Based on the development of an in-depth understanding of the four use case settings (medical goals, potential data sets to be obtained, level of acceptance of sensing and monitoring, etc.) in Reporting Period 1, in Reporting Period 2, first, we specified and detailed in a systematic manner the types of analytics and ML techniques to be used in each Touchpoint. Second, we started to implement, demonstrate and verify a supervised ML approach in Touchpoint 2 and an unsupervised ML approach in Touchpoint 3. In this context, we realized that, in each use case setting, we need to closely co-adapt the data analytics goal, the algorithms to be used, and the structure of the sensing system (sensed parameters, types of sensors, data structures, etc.), and demonstrate our ability to do so in particular in the context of the implementation of a Human Activity Recognition chain in Touchpoint 2. Third, in Touchpoint 4 we experimented with playful physical tests administered early in a naturalistic environment by the Playware tiles to supplement and replace traditional standardized performance tests such as Timed Up & Go (TUG), Chair Stand (CS) and Four Square Step Test (FSST) in order to detect critical trends of deterioration. Fourth, in order to cope practically with the relatively small datasets that we deal with in REACH, we developed and applied transfer learning techniques. In Reporting Period 3, we will extend demonstration and verification to Touchpoints 1 and 4, and transfer the methods and lessons learned.
Types of analytics and ML used in the Touchpoints
In line with the medical/geriatric goals specified per TP, we can specify the business understanding (in a data analytics sense and as per the CRISP-DM model) for the analytics task per TP as follows:
- Touchpoint 1: development of machine learning models to modulate and optimize the effects of preventative ADL training for older persons.

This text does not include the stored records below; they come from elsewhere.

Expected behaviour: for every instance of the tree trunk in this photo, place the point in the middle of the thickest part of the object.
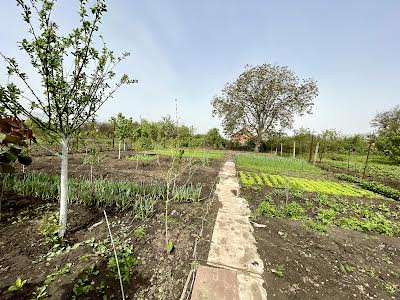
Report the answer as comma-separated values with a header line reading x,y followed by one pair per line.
x,y
258,144
63,187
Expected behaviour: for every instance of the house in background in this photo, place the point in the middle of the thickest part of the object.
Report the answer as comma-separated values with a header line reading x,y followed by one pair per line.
x,y
242,136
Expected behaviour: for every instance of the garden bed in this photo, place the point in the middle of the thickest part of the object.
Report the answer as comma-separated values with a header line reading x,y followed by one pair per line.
x,y
318,246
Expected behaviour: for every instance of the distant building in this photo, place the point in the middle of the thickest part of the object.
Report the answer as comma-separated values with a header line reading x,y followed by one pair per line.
x,y
242,136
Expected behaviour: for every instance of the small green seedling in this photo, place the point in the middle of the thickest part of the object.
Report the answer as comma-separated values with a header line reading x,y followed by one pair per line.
x,y
19,283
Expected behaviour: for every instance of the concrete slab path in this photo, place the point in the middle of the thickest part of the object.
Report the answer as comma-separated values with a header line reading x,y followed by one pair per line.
x,y
233,247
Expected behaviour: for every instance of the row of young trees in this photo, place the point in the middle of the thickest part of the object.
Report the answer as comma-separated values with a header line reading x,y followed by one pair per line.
x,y
124,133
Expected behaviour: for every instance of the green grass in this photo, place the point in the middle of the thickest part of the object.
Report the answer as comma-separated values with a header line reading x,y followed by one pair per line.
x,y
320,212
274,164
197,153
303,184
142,157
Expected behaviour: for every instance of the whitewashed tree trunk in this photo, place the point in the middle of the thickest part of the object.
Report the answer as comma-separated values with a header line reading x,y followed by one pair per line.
x,y
294,149
63,187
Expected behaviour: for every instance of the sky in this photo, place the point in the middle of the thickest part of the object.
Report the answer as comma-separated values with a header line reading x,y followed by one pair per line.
x,y
188,50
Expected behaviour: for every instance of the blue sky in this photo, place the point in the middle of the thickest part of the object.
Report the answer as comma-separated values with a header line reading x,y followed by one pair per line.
x,y
189,49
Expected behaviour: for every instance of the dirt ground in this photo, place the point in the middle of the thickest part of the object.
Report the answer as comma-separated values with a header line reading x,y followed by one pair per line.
x,y
158,275
341,264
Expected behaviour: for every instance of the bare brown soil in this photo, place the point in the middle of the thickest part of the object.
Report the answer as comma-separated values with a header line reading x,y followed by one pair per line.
x,y
313,264
158,275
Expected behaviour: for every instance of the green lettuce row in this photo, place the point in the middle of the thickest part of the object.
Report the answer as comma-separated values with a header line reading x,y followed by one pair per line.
x,y
372,186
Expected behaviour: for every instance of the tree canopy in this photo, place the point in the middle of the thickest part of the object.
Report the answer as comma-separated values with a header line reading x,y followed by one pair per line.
x,y
264,99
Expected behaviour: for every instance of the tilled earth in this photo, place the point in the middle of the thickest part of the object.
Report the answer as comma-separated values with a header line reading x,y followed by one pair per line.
x,y
158,275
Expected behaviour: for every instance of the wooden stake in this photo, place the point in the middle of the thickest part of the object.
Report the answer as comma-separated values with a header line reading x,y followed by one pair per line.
x,y
116,257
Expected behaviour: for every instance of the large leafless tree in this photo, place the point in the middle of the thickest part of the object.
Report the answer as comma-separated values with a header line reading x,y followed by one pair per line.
x,y
264,99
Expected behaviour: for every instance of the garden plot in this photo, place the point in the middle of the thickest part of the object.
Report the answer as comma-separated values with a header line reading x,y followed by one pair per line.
x,y
82,264
320,238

- Touchpoint 2: development of machine learning models to conduct Human Activity Recognition to a) increase motivation and elderly/patient engagement, b) optimize rehabilitative training and measures provided, c) optimize workflows and save cost.
- Touchpoint 3: development of machine learning models to a) predict future developments of activity levels of older persons, and b) predict if an intervention will work or not to personalize interventions and guide engagement and behavior change regimes.
- Touchpoint 4: development of machine learning models to a) accurately count steps for elderly users (typically having irregular gait) and cluster users into groups of “similar” walkers; and b) allow for an early on-device (Playware tiles) functional performance assessment of older persons.
Based on this business understanding (in a data analytics sense) and on the work conducted, we summarise and interpret the analytics types used and their complexity per Touchpoint and review/evaluate the status and ambition of the implementation of sensing-data-collection-machine learning chains per Touchpoint. Gartner categorized and defined four types of analytics (descriptive, diagnostic, predictive and prescriptive analytics) by plotting business value against the data analytics sophistication levels. We situate the REACH Touchpoints according to the nature of the analytic models used in them in Garter’s categorization graph.